While he was in mafia-controlled Scampia, he railed against organized
crime and corruption, he said a corrupt society stinks. He celebrated mass
in the main square in Naples. He urged people to resist the easy earnings
and dishonest income that can come from organized crime.

We do something on the show called now here`s a thing sometimes, where
we present an amazing that has happened that you should just witness. The
pope`s trip to Naples this weekend created a now here`s a thing moment that
you probably seen today. Everybody`s been posting this all over Facebook
and Twitter.

It shows the pope in his pope mobile. Everybody`s yelling "Papa,
Papa", and a man approaches and hands the pope a whole pizza. And watch,
and the pope takes it, he takes the whole pizza, everybody cheers!

A week ago, the pope told an interviewer the one thing he missed most
about his pre-pope life is being able to go get a pizza without people
bugging him. So, here you, here`s your pizza. That`s a thing that
happened. That`s amazing.

But you know what? There was actually an even better now here`s a
thing moment from the same trip, from a meeting that the pope had with
priests and religious leaders and nuns in Naples. The pope probably should
have known something was going to happen when the nuns started clapping and
waving at him like this.

These are cloistered nuns. They don`t get out in the world ever. On
Saturday, they got permission to come out just to see the pope. You can
see how excited they are. How very excited they are to see them.

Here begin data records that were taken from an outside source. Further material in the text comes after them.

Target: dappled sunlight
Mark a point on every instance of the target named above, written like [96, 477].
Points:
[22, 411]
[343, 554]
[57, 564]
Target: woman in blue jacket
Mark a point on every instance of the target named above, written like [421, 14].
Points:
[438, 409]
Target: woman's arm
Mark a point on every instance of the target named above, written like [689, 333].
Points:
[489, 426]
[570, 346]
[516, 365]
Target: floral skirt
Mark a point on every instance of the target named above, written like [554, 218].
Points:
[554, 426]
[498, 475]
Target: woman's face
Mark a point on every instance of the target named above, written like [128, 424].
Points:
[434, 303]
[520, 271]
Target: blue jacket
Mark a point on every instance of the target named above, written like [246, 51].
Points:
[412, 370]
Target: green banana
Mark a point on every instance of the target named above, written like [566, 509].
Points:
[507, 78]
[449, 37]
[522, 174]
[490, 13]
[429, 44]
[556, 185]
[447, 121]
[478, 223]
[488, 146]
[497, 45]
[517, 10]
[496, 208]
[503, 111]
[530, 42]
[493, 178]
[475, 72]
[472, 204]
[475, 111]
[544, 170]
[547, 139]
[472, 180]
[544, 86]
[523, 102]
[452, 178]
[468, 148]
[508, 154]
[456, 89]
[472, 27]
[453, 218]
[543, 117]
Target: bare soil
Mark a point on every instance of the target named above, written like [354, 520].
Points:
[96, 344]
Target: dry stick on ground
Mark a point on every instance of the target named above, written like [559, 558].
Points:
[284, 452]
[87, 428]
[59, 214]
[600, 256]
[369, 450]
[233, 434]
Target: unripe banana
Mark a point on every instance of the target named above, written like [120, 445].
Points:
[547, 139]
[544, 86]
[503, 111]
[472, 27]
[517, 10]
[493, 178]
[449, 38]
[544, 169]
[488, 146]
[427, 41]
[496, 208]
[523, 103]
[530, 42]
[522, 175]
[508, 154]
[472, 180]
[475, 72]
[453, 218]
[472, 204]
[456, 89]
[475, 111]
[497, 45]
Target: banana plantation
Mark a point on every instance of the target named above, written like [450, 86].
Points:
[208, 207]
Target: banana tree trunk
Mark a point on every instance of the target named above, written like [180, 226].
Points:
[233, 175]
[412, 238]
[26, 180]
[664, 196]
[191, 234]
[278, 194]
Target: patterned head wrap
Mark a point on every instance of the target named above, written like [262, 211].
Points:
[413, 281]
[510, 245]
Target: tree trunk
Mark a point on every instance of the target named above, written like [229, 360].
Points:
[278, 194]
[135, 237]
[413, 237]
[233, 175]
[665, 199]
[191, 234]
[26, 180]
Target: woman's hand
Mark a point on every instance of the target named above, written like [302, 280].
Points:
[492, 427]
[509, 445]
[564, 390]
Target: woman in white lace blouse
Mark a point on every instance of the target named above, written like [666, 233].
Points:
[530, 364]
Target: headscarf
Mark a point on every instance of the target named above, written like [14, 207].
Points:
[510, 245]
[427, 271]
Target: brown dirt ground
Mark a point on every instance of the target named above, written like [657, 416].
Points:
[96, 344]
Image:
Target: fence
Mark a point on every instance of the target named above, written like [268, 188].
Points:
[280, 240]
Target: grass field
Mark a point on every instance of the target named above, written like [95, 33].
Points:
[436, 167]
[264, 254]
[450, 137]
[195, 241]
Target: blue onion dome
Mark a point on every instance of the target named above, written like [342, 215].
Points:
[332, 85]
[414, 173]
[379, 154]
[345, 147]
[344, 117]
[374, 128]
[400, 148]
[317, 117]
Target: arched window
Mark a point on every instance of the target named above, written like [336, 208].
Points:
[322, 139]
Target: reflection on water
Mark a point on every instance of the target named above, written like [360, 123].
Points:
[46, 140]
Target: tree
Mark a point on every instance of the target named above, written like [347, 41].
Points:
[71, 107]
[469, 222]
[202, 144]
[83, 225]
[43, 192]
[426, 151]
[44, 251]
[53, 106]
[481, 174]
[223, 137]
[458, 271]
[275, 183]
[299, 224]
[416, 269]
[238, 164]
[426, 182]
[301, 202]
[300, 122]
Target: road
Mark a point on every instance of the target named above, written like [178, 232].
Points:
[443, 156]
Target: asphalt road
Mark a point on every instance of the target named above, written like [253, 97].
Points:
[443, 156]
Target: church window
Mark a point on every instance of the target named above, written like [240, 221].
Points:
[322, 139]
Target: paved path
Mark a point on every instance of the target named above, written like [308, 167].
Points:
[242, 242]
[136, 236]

When pope -- look, when Pope Francis sat down, they basically released
the nuns, and bam, they just swarmed him. Where did he go? At this point,
the cardinal got onto a microphone and urged the nuns to calm down. He
said over the microphone, they are going to eat him!

Level of excitement that they exhibited just from being able to wave
to him should have been a warning about what would happen when they were
allowed to touch him.

Pope Francis, you know, he`s out there making decisions about how to
spend his papacy, and what issues to work on, but occasionally amazing
things happen all around him. He smiles through it all. Whoo!

That is a thing that happened. That does it for us tonight. We will
see you again tomorrow.


Good evening, Lawrence. Great to have you back.